Cluster Deployment
Cluster deployment is to deploy the DolphinScheduler on multiple machines for running massive tasks in production.
If you are a new hand and want to experience DolphinScheduler functions, we recommend you install follow Standalone deployment. If you want to experience more complete functions and schedule massive tasks, we recommend you install follow pseudo-cluster deployment. If you want to deploy DolphinScheduler in production, we recommend you follow cluster deployment or Kubernetes deployment.
Deployment Steps
Cluster deployment uses the same scripts and configuration files as pseudo-cluster deployment, so the preparation and deployment steps are the same as pseudo-cluster deployment. The difference is that pseudo-cluster deployment is for one machine, while cluster deployment (Cluster) is for multiple machines.

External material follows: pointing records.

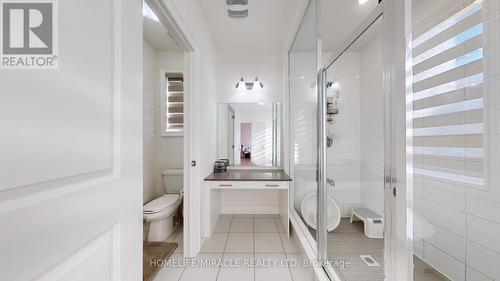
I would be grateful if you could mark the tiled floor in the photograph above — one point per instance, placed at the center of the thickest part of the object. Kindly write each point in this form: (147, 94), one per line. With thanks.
(347, 243)
(424, 272)
(242, 248)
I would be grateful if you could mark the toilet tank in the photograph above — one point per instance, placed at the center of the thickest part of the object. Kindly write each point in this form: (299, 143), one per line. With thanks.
(173, 180)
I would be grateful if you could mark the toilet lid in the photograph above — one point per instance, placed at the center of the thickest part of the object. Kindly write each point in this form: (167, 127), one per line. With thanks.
(161, 203)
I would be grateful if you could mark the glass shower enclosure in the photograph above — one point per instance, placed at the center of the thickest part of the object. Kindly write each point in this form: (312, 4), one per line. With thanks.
(337, 159)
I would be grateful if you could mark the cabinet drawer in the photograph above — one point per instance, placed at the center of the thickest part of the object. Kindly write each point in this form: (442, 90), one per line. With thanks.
(249, 185)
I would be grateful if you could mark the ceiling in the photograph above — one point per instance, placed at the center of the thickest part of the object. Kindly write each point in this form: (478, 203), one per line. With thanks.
(266, 28)
(339, 19)
(157, 36)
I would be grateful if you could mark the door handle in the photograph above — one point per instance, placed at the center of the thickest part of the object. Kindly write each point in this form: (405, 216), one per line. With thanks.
(330, 181)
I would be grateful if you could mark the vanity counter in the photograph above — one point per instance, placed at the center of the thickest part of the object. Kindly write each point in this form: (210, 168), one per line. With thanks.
(249, 175)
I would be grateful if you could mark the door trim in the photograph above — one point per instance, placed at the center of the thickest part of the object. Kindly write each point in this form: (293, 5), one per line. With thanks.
(169, 17)
(398, 175)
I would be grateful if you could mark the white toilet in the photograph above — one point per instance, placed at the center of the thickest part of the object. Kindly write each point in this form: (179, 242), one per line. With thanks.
(160, 212)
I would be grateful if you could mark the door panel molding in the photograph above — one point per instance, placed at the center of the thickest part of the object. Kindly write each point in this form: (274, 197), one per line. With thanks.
(109, 241)
(18, 196)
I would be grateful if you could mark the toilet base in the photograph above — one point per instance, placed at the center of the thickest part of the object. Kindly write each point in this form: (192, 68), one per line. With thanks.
(161, 229)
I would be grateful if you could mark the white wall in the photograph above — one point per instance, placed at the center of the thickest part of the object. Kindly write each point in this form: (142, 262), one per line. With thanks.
(169, 149)
(372, 126)
(149, 131)
(343, 159)
(160, 153)
(191, 19)
(232, 65)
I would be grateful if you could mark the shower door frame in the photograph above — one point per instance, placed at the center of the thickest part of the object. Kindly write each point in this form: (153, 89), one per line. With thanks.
(398, 232)
(398, 180)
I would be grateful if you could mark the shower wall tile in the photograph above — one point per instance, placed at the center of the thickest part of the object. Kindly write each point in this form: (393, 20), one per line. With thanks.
(473, 275)
(485, 205)
(450, 219)
(446, 264)
(445, 240)
(483, 232)
(483, 260)
(448, 194)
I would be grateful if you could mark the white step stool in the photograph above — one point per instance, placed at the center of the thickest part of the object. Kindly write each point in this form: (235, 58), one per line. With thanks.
(373, 222)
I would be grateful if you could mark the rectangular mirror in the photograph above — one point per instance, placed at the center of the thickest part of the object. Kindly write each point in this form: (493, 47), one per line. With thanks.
(249, 134)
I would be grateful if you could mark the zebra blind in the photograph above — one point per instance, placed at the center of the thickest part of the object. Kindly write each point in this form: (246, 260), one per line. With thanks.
(173, 104)
(448, 97)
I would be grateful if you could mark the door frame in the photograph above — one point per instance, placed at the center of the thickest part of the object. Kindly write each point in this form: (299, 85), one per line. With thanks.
(169, 17)
(398, 180)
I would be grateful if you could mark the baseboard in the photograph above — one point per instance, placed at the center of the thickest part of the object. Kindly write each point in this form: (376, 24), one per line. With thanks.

And steps of “Modify Configuration” are quite different between pseudo-cluster deployment and cluster deployment.
Prerequisites and DolphinScheduler Startup Environment Preparations
Configure all the configurations refer to pseudo-cluster deployment on every machine, except sections Prerequisites
, Start ZooKeeper
and Initialize the Database
of the DolphinScheduler Startup Environment
.
Modify Configuration
This step differs quite a lot from pseudo-cluster deployment, because the deployment script transfers the required resources for installation to each deployment machine by using scp
. So we only need to modify the configuration of the machine that runs install.sh
script and configurations will dispatch to cluster by scp
. The configuration file is under the path bin/env/install_env.sh
, here we only need to modify section INSTALL MACHINE, DolphinScheduler ENV, Database, Registry Server and keep other sections the same as [pseudo-cluster deployment](pseudo-cluster .md), the following describes the parameters that must be modified:
# ---------------------------------------------------------
# INSTALL MACHINE
# ---------------------------------------------------------
# Using IP or machine hostname for the server going to deploy master, worker, API server, the IP of the server
# If you using a hostname, make sure machines could connect each other by hostname
# As below, the hostname of the machine deploying DolphinScheduler is ds1, ds2, ds3, ds4, ds5, where ds1, ds2 install the master server, ds3, ds4, and ds5 installs worker server, the alert server is installed in ds4, and the API server is installed in ds5
ips="ds1,ds2,ds3,ds4,ds5"
masters="ds1,ds2"
workers="ds3:default,ds4:default,ds5:default"
alertServer="ds4"
apiServers="ds5"
Start and Login DolphinScheduler
Same as pseudo-cluster
Start and Stop Server
Same as pseudo-cluster